First, the data utilized to support this recommendation was generated on a very specific high-risk population, Ashkenazi Jewish men from Israel. In the Ashkenazi Jewish population, approximately 1 in 40 people carry a mutation in BRCA1 or BRCA2 versus 1 in 300 to 1 in 500 individuals from the general population. It is very difficult to take data from a high-risk population and apply it to the average person in a meaningful way.
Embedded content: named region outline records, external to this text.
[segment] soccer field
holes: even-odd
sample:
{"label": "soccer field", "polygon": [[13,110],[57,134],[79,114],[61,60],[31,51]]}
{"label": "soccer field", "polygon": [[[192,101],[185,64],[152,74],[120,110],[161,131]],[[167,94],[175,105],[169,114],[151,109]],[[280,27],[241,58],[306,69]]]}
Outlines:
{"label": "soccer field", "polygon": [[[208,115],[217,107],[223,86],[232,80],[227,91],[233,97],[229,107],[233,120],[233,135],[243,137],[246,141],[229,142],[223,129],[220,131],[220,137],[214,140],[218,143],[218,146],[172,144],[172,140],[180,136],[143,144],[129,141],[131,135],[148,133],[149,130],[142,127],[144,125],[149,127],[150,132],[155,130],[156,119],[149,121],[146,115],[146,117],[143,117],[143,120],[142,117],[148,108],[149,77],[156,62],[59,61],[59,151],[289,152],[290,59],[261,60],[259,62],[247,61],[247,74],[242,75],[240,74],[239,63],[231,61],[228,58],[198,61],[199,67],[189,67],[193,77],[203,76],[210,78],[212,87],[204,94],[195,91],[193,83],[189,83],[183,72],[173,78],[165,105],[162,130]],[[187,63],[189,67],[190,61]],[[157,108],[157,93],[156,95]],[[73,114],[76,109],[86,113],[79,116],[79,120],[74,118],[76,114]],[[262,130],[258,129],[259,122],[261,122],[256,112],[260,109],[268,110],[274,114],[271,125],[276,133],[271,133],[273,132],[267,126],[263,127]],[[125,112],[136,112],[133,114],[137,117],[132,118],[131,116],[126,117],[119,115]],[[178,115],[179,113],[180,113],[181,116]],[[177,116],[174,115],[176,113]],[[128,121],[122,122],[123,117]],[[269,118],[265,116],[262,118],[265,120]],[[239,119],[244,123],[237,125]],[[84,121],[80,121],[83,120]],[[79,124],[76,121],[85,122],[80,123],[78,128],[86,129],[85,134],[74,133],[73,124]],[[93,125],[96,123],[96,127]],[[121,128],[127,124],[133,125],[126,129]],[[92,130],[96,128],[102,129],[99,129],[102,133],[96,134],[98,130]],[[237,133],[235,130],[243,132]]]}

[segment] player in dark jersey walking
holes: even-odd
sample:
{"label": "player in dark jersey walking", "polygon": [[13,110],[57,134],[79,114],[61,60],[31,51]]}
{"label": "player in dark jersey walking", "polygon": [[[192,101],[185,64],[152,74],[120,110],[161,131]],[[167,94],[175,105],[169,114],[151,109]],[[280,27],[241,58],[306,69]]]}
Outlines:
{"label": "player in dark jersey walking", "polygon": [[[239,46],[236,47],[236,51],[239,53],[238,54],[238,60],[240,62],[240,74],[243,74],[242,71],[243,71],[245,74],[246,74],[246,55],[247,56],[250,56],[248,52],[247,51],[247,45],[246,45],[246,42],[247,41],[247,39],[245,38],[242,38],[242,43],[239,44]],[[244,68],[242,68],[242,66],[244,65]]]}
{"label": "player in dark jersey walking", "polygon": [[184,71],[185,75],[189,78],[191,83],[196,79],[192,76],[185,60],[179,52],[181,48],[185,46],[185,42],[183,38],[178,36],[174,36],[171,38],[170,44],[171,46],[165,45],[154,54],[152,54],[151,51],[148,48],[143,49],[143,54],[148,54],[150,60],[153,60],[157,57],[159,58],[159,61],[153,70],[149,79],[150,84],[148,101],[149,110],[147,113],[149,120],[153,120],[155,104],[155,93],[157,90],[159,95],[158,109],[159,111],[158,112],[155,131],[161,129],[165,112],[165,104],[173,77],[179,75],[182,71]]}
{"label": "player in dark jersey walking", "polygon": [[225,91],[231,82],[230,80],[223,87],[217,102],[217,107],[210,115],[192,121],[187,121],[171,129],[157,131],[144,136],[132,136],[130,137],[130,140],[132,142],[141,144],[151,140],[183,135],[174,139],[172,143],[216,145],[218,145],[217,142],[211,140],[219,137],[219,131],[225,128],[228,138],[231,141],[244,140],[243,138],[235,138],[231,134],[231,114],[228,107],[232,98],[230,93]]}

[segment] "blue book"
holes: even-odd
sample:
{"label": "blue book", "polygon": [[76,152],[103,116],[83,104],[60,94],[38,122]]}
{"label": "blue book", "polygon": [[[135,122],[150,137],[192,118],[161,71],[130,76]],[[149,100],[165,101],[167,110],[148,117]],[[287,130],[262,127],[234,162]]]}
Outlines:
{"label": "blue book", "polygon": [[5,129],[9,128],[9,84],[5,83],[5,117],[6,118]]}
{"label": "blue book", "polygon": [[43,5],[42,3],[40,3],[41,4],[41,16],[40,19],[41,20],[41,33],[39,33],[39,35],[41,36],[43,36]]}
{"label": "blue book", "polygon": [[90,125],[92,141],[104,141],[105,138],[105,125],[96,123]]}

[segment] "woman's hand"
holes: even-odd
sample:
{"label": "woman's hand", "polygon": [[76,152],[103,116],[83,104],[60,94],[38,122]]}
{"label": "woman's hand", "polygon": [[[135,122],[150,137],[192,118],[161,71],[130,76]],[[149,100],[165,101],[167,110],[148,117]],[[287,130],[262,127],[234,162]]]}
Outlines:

In addition, three founder mutations in BRCA1 and BRCA2 account for close to 90 percent of the mutations identified in individuals who are of Ashkenazi Jewish descent versus thousands of other mutations that have been identified in other populations. In this population, testing is often done for just these three mutations rather than full evaluation of both genes by sequencing and large rearrangements (deletions or duplications of the gene).

This is a difference in cost from roughly $475 versus $2,000 to $4,000. Without a personal or family history suggestive of a potential inherited risk, the cost of the test would likely not be covered by most insurance companies as the average person would not meet current coverage criteria. These are very important factors impacting the ability to offer quality, easy-to-interpret testing in a cost-effective manner.

Many laboratories suggest a roughly four percent variant of uncertain significance rate on BRCA1/BRCA2 DNA testing. These are results where the meaning is unknown and the results should not be used in medical management decisions. However, it is a test result that is often misinterpreted and misunderstood, and has the potential to cause unnecessary anxiety and harm.

In Dr. King's commentary regarding the article, she suggests that laboratories report only clear normal or clearly harmful results and withhold variant results. The reason to withhold the variant results is to decrease confusion or misinterpretation of the results by patients or providers, but it also reveals a need for greater preparation and education of providers and the public before the value of general population screening could be fully realized. In addition, it emphasizes the importance of risk assessment and genetic counseling by an expert such as a genetic counselor.

I understand Dr. King's concept and her concerns that have led her to recommend universal screening, but the current system needs to do a better job at collecting sufficient family history information to accurately identify and triage patients who might benefit from genetic counseling and/or genetic testing. Without a systematic process to collect this information and without significant education for providers and the general public, many individuals may not have their mutation identified until after a cancer has occurred.

It is premature to suggest that the medical system is prepared to implement general population screening of BRCA1 and BRCA2 mutations, and more harm than good can happen as a result. A significant amount of work must be done to get the medical system and providers ready to handle the volume of patients, ensure that patients receive high-quality care and understand their results, ensure the psychosocial issues associated with genetic testing are addressed, and guarantee access to experts before making potentially life-changing medical decisions.

In addition, significant education is needed for the medical community and the lay public to fully realize the benefits of the technology to reduce cancer risks.

The data from Dr. King's study is important and I am grateful that she has initiated a conversation about how the population might maximize the benefit from genetic screening. It is imperative, however, that genetic counseling and risk assessment remain a part of the process for patients to make the best health choices for themselves.

It is premature to make this leap without putting the safeguards in place to protect the patients utilizing the DNA testing and resources to ensure the information is used well.

© 2014 by Lippincott Williams & Wilkins, Inc.